Although the cuts to programs on campus have been happening all over NMU, the administration has avoided making cuts from areas that would directly affect the “academic experience.” Wong said he sees NMU’s recent renewal of its accreditation as a commitment to quality levels of academic programs.

“We have made every effort to sustain the academic affairs (funding),” Wong said.

In the forum, plans were presented to eliminate funding for 3-5 majors. The money would then be redistributed toward 3-5 other programs which showed promise and high enrollment numbers.

Wong said the specific organizations on campus which would be affected has yet to be decided because the total amount of money the university receives from enrollment next year hasn’t been decided.

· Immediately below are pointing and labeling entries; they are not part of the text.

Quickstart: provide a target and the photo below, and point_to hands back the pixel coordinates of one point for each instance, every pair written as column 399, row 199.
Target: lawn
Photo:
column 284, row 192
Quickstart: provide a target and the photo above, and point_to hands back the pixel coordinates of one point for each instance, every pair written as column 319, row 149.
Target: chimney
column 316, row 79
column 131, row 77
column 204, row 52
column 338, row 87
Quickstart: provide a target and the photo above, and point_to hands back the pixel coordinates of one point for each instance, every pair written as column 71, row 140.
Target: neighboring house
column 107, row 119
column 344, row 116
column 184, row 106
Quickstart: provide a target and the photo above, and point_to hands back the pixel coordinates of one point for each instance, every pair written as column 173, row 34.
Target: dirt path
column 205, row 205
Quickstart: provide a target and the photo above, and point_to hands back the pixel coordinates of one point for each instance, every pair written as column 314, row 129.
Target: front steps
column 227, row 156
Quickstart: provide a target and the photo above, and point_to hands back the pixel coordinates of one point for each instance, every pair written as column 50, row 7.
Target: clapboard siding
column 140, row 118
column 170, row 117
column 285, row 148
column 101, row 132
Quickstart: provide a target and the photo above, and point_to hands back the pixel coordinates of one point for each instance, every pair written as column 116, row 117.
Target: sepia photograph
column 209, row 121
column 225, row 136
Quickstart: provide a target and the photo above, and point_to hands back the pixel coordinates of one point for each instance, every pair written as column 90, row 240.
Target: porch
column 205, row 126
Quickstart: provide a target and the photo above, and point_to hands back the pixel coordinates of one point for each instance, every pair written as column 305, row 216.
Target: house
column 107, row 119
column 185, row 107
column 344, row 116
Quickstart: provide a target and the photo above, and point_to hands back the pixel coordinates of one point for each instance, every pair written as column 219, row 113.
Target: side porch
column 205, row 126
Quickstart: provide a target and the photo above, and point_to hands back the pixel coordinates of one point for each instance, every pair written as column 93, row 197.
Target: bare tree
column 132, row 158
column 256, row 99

Among the proposed changes, is the potential for a remodeling of Jamrich Hall, which would make the building unusable for classes for up to two years.  Wong also announced plans to demolish Carey Hall, which he said would save the university $50,000 a year in utilities. The plans presented also include the possibility of closing West Hall.

Gavin Leach, vice president of finance and administration, said that he hoped the changes wouldn’t affect the quality of student life on campus.

“From a student perspective, we hope that the (average) student doesn’t notice much of a change other than we maintain the quality and delivery of services of education,” he said.

Leach said that the upcoming budget restrictions would force the university to take a new approach to some of the programs offered on campus.

“We hope to be able to restructure some of our services and enhance the ones that we feel are most important to students.”